Statement — “Give adequate job-related training to the employees before assigning them full-fledged work.” Assumptions: I. Training helps in boosting the performance of employees. II. Employees possess no skill sets before training is provided.

Difficulty: Medium

Correct Answer: Only assumption I is implicit

Explanation:

Introduction / Context:In Statement–Assumption problems, we test which hidden beliefs must be true for the statement to make sense. Here, a manager recommends giving adequate, job-related training before assigning full responsibilities.

Given Data / Assumptions:

  • Statement: Provide adequate job-related training before full-fledged work.
  • Assumption I: Training improves or boosts employee performance.
  • Assumption II: Employees have no skills before training.

Concept / Approach:The recommendation is rational only if training is expected to improve outcomes (productivity, quality, safety). It does not require the extreme claim that employees have zero skills pre-training; even skilled hires benefit from role-specific training.

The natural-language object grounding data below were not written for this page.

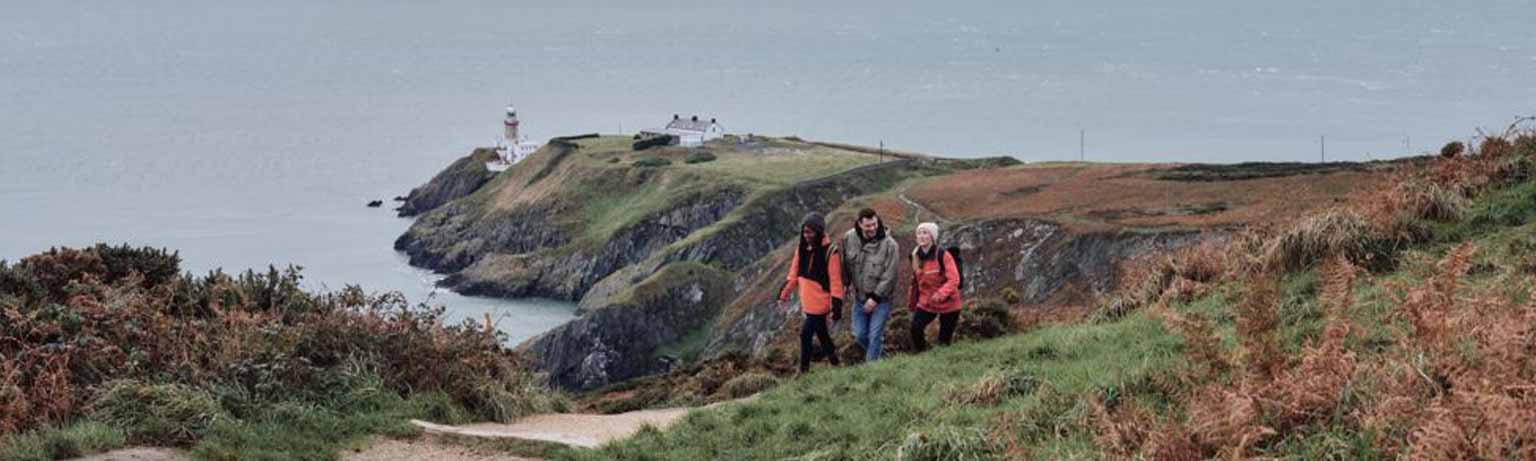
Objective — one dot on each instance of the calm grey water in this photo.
(248, 134)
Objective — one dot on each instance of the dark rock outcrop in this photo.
(622, 340)
(460, 179)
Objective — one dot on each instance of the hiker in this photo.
(870, 258)
(816, 269)
(936, 288)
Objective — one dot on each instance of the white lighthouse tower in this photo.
(512, 137)
(512, 146)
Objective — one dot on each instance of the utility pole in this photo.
(1082, 145)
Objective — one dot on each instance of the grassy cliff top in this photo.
(1106, 195)
(601, 185)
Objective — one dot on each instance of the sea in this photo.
(251, 134)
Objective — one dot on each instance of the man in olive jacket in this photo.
(870, 260)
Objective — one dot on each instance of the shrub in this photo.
(158, 414)
(652, 162)
(194, 348)
(1332, 232)
(77, 440)
(513, 394)
(748, 383)
(1430, 202)
(1453, 149)
(986, 318)
(1011, 295)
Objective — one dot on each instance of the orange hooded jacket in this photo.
(814, 298)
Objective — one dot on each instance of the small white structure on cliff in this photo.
(512, 145)
(691, 131)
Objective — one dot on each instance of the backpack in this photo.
(954, 252)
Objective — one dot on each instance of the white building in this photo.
(693, 131)
(513, 146)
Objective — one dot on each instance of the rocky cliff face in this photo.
(460, 179)
(622, 340)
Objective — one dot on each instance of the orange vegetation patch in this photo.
(1095, 197)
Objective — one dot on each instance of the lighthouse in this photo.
(510, 135)
(512, 146)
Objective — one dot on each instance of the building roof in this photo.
(690, 125)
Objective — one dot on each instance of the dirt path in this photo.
(139, 454)
(572, 429)
(424, 447)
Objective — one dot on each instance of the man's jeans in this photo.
(870, 328)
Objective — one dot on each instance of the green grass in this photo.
(304, 431)
(62, 443)
(784, 169)
(873, 411)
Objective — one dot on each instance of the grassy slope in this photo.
(873, 411)
(601, 182)
(865, 412)
(1099, 195)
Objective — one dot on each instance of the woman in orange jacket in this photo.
(816, 271)
(936, 288)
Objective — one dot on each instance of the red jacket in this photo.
(814, 298)
(928, 281)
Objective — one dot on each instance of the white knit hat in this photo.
(931, 229)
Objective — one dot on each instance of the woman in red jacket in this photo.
(936, 288)
(817, 271)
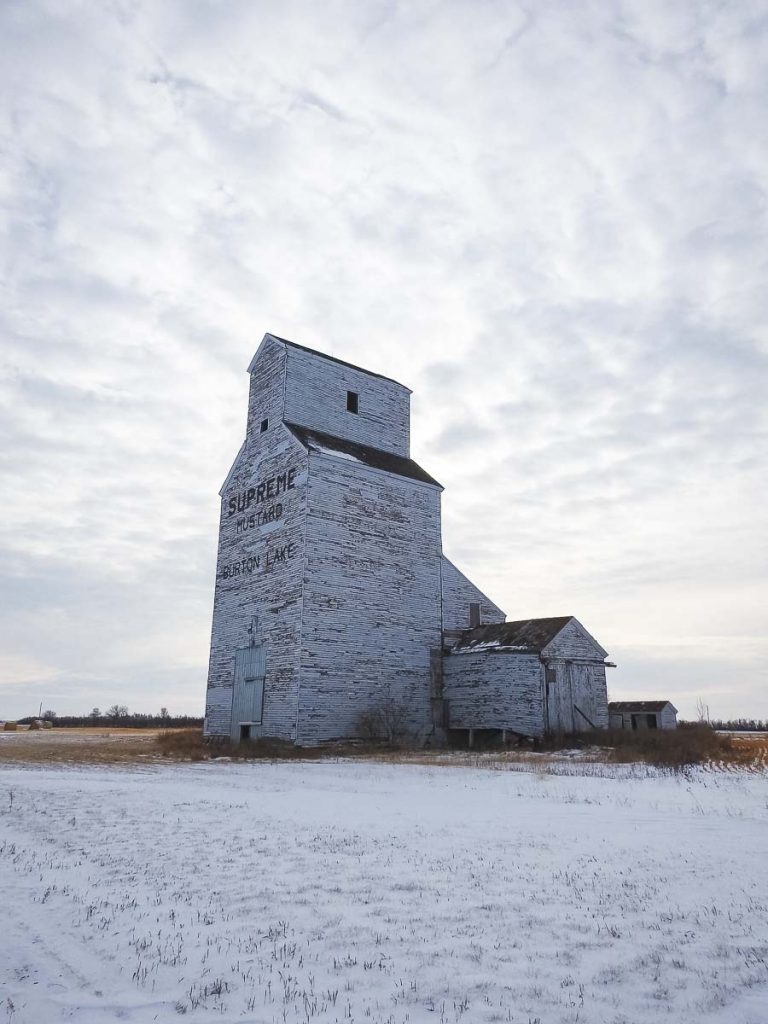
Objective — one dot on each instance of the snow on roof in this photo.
(525, 634)
(333, 358)
(640, 706)
(341, 448)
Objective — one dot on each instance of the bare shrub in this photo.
(676, 749)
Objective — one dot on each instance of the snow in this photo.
(369, 892)
(334, 452)
(488, 645)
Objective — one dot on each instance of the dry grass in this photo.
(88, 745)
(675, 751)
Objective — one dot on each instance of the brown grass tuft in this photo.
(676, 749)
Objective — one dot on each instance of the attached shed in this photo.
(642, 715)
(528, 677)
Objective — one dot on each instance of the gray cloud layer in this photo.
(549, 220)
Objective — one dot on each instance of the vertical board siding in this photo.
(458, 594)
(499, 690)
(573, 641)
(316, 397)
(248, 691)
(371, 598)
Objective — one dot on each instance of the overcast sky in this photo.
(547, 218)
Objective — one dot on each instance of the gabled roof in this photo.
(640, 706)
(525, 635)
(331, 358)
(315, 440)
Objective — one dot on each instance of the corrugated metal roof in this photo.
(524, 635)
(315, 440)
(639, 706)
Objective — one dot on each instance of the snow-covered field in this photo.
(364, 892)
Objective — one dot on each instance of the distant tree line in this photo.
(740, 725)
(118, 715)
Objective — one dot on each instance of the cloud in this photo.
(551, 224)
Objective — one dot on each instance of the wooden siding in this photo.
(316, 396)
(666, 718)
(574, 642)
(578, 697)
(458, 594)
(266, 393)
(500, 690)
(260, 560)
(372, 597)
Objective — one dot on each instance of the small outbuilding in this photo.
(528, 678)
(642, 715)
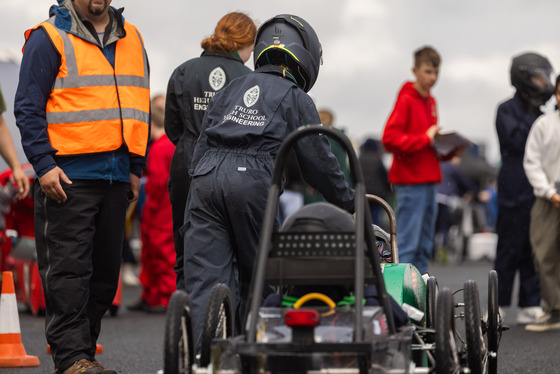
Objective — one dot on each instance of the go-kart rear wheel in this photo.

Step-by-Step Solution:1) Identify the purpose of training: reduce errors, standardize methods, speed up ramp-up.2) If training did not help performance, the advice would be pointless → I is necessary.3) The statement does not assert that employees are skill-less; it only insists on adequacy and job relevance → II is unnecessary.

Verification / Alternative check:Suppose new employees already have baseline skills but lack firm-specific process knowledge. Training still makes sense. Hence the policy does not rely on II.

Why Other Options Are Wrong:Only II: too strong and not needed. Either: I and II are not interchangeable. Both: overstates the requirement. Neither: would make the directive irrational.

Common Pitfalls:Equating “needs training” with “has no skills.” Most roles require contextual training even for experienced hires.

Final Answer:Only assumption I is implicit.